We present the Score-based Autoencoder for Multiscale Inference (SAMI), a method for unsupervised representation learning that combines the theoretical frameworks of diffusion models and VAEs. By unifying their respective evidence lower bounds, SAMI formulates a principled objective that learns representations through score-based guidance of the underlying diffusion process. The resulting representations automatically capture meaningful structure in the data: it recovers ground truth generative factors in our synthetic dataset, learns factorized, semantic latent dimensions from complex natural images, and encodes video sequences into latent trajectories that are straighter than those of alternative encoders, despite training exclusively on static images. Furthermore, SAMI can extract useful representations from pre-trained diffusion models with minimal additional training. Finally, the explicitly probabilistic formulation provides new ways to identify semantically meaningful axes in the absence of supervised labels, and its mathematical exactness allows us to make formal statements about the nature of the learned representation. Overall, these results indicate that implicit structural information in diffusion models can be made explicit and interpretable through synergistic combination with a variational autoencoder.

Figures (7)

• Figure 1: A) Graphical model of SAMI, contrasted with those of standard VAEs and unconditioned diffusion models. B) Schematic of conditional sampling procedure. C) Schematic illustration of how movement in the latent space results in guidance of the denoiser score towards regions of the clean image manifold that are semantically similar to the original image. For visualization, both latent and image spaces are depicted as two dimensional.
• Figure 2: Disks dataset.A) Graphical model for the disks dataset, with coordinates of disk center ($c_x$, $c_y$) and background intensity $I_{b}$ as latents. B) Random draws from the ground truth generative process. C) Samples drawn from the model, conditioned on leftmost image. D) Posterior means for a grid of test $c_x$ and $c_y$ ground truth positions, fixed $I_{b}$. E) Same as D, but $c_y$ fixed during interpolation of the other two factors. F) Same as D, for all three factors.

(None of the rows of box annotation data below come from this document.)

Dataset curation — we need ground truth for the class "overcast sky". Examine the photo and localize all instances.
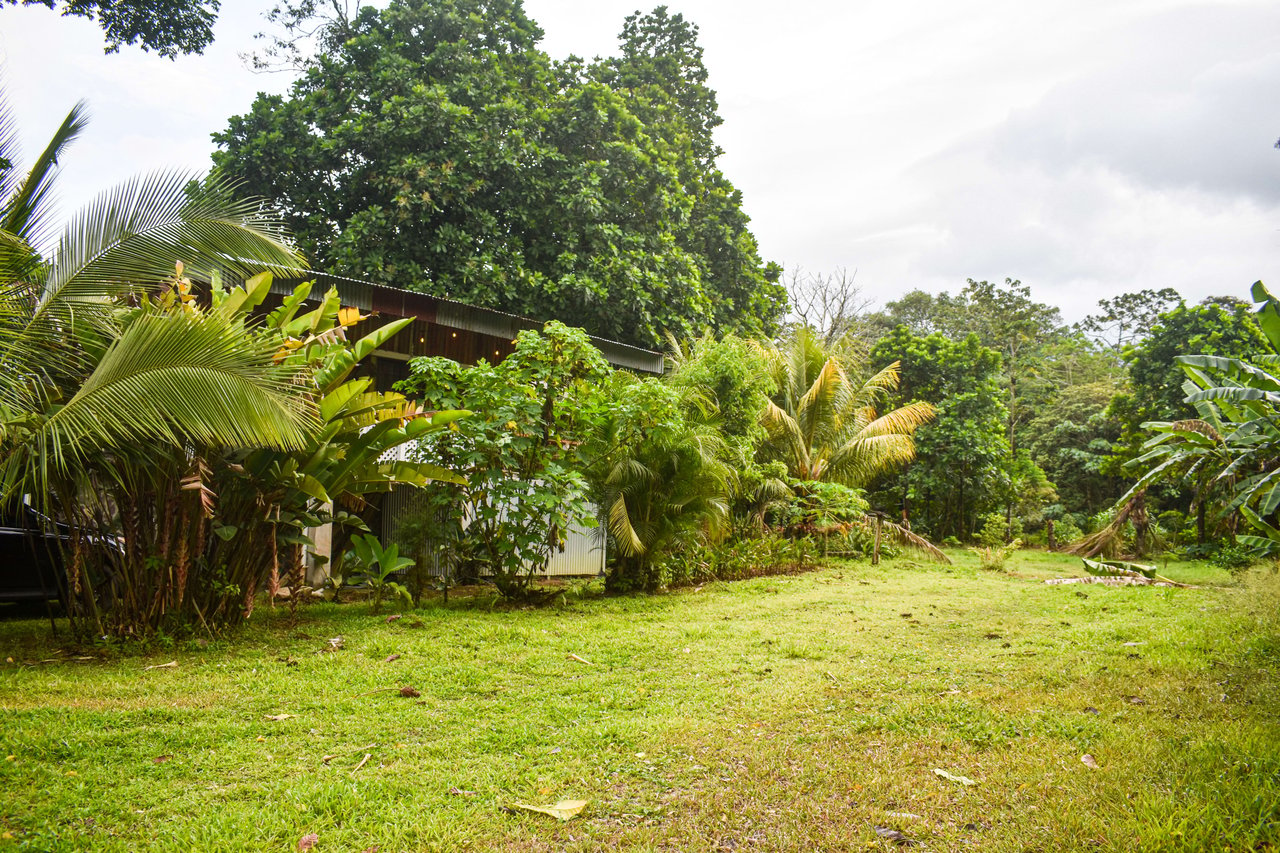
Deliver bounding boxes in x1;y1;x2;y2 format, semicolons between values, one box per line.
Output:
0;0;1280;320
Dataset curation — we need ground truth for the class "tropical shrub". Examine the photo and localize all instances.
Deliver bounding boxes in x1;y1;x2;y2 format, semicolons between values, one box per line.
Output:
347;533;413;612
588;373;735;592
0;94;465;637
398;323;609;598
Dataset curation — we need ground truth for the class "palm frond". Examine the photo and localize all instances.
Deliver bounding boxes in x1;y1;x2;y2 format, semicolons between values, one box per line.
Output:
32;172;303;321
0;101;88;245
36;308;315;464
859;517;951;566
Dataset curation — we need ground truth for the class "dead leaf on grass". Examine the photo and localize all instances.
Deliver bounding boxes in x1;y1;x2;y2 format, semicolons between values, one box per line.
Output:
511;799;590;821
874;826;915;847
933;767;978;786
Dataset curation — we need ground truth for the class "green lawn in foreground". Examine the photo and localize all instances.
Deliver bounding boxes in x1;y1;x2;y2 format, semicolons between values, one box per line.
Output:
0;552;1280;853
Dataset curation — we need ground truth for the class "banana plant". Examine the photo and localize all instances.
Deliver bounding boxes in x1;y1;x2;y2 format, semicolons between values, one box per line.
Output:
194;273;470;616
1121;282;1280;556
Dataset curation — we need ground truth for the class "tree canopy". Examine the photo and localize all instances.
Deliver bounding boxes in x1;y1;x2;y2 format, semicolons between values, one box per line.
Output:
214;0;785;346
0;0;221;59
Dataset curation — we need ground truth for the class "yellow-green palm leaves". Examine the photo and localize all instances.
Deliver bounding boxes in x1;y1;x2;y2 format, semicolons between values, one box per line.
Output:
762;329;934;488
0;90;315;493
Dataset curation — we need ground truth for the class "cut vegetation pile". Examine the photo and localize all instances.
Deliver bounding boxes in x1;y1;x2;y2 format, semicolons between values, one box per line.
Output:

• Figure 3: CelebA.A) Conditional image generation; conditioning image -- red, samples -- blue. B) Linear traversal between latents of leftmost (yellow) and rightmost (purple) images. C) The spectrum of the posterior covariance for one example image from the test set. D) The posterior variance as a function of noise level; color intensity marks the ordering of the axes at the largest noise level. E) Moving along the linear combination of two latent axes with identified semantics. F) Geometric characterization of latent representation. Left: across-test data variability in posterior mean (blue) and posterior variance of a noisy image (orange) for each latent dimension. Middle: norm of the sensitivity of posterior variance to input changes. Right: Global coherence of each axis. The x axes of all three plots are sorted by global coherence. G) Example transformation of two different images along a latent axis identified as global. H) Weight sparsity of binary classifiers compares how closely the semantics of latent axes align to supervised labels for SAMI vs. DiffAE.
• Figure 4: Unsupervised extraction of latent representation from a pre-trained diffusion model.A) Top: Samples from the trained model, conditioned on leftmost image (green). Bottom: samples drawn from the unconditional diffusion model. B) Straightness of latent trajectories over the course of one naturalistic video from CelebV. C) Average straightness of latent encoding (over 50 naturalistic videos) for SAMI, compared to trajectories in pixel space and latent trajectories of DiffAE.
• Figure 5: Reduction in variance from conditioning on the posterior on CelebA.